Further, in step 3, the switch priority ordering is performed according to the load importance and the power matching principle: if the switch is closed, the priority of the important load is high, and the priority of the load matched with the excess power of the system is high; if the switch is switched on and off, the priority of unimportant load is high, and the priority of load matched with the system shortage power is high.

Further, setting a safe mode switching control word in the step 4 to control the switching of the safe mode.

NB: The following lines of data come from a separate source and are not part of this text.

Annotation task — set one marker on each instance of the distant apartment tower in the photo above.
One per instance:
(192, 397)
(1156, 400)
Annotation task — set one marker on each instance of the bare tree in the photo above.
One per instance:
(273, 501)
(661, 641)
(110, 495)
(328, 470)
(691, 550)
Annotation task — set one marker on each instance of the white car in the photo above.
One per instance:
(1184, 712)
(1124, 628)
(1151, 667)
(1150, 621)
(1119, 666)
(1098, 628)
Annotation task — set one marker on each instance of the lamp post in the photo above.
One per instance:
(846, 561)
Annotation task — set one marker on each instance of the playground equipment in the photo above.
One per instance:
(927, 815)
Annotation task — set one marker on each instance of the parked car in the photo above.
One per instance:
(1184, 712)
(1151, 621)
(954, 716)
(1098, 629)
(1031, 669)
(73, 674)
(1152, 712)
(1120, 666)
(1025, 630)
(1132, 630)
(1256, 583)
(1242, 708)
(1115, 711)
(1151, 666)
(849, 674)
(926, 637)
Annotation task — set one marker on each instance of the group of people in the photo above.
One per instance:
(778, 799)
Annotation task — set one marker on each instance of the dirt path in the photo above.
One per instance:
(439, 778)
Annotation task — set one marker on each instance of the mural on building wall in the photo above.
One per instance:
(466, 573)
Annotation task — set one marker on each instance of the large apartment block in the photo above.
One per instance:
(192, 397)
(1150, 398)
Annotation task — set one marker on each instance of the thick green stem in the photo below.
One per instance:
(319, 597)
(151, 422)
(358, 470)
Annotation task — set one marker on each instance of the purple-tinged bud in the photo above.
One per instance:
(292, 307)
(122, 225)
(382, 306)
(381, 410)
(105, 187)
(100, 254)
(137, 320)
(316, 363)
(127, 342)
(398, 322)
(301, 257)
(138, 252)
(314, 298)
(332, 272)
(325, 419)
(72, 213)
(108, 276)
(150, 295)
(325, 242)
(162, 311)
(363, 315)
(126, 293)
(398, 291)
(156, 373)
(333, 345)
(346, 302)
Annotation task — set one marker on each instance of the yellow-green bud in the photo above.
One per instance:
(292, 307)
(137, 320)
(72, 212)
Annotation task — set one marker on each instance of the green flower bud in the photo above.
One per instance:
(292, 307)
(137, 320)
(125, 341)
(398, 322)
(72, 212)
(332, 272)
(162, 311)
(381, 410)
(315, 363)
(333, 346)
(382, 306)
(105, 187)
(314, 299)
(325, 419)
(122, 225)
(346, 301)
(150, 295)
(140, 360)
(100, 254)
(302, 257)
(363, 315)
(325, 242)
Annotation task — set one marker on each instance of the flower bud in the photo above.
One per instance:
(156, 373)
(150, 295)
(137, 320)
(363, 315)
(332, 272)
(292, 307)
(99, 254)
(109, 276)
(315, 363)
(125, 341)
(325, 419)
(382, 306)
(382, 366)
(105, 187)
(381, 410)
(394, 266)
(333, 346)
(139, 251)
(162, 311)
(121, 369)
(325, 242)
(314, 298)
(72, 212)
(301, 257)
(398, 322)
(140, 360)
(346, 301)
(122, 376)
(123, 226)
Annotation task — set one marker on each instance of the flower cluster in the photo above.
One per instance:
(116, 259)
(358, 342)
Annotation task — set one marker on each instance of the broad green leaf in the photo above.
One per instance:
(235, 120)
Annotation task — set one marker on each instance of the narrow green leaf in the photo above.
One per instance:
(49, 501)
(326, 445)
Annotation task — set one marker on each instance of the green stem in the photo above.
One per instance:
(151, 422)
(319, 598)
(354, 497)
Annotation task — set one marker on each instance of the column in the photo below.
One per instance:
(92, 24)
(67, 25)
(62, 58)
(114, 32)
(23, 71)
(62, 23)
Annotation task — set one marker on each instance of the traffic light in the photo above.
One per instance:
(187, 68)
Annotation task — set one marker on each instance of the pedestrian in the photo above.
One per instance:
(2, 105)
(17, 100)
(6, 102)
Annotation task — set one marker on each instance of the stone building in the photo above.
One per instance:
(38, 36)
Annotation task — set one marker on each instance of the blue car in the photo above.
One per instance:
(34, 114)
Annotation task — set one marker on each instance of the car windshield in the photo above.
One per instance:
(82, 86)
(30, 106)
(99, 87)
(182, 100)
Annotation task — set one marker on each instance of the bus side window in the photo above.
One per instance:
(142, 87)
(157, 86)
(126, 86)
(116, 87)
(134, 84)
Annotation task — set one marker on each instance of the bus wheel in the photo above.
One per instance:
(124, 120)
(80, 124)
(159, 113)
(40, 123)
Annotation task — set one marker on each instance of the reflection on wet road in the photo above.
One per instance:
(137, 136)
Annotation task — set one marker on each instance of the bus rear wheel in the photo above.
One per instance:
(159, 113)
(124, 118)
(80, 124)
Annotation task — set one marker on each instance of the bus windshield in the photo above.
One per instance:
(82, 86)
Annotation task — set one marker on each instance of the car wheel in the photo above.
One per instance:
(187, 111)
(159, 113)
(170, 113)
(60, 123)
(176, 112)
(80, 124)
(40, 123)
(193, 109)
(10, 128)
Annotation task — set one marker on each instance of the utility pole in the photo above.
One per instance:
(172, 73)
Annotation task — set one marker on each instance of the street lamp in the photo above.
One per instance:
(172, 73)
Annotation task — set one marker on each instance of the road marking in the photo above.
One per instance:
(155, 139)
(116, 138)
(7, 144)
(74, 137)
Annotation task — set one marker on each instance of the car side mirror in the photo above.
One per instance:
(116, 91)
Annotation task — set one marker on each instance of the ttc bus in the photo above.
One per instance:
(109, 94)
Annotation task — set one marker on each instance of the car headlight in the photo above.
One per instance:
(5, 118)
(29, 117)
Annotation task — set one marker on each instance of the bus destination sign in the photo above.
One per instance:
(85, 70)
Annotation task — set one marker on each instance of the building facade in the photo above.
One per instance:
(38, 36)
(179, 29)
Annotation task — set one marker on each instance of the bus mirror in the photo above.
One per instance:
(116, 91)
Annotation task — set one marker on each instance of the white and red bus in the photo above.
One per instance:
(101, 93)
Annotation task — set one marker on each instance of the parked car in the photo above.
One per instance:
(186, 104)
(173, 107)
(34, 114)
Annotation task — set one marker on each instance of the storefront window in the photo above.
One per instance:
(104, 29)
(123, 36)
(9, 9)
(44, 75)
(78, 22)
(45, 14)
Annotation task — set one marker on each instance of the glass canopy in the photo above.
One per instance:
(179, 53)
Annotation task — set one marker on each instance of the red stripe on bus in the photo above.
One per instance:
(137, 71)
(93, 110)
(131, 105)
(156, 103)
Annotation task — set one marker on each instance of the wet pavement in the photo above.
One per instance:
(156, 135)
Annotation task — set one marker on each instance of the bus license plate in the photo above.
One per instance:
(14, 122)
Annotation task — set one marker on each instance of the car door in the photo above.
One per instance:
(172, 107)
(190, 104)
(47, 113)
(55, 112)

Compared with the closest prior art, the invention has the beneficial effects that:

the invention provides a high-robustness microgrid off-grid coordination control method, which is used for controlling the output of other power supplies and the switching of loads according to the SOC value, considering the switching on and off failure and personal safety factors, has the advantages of improving the off-grid microgrid operation time, improving the robustness of a microgrid control system, solving the personal safety problem caused by automatic control and the like, and has practicability and feasibility.

Drawings

Fig. 1 is a flow chart of a high-robustness off-grid coordination control method for a microgrid.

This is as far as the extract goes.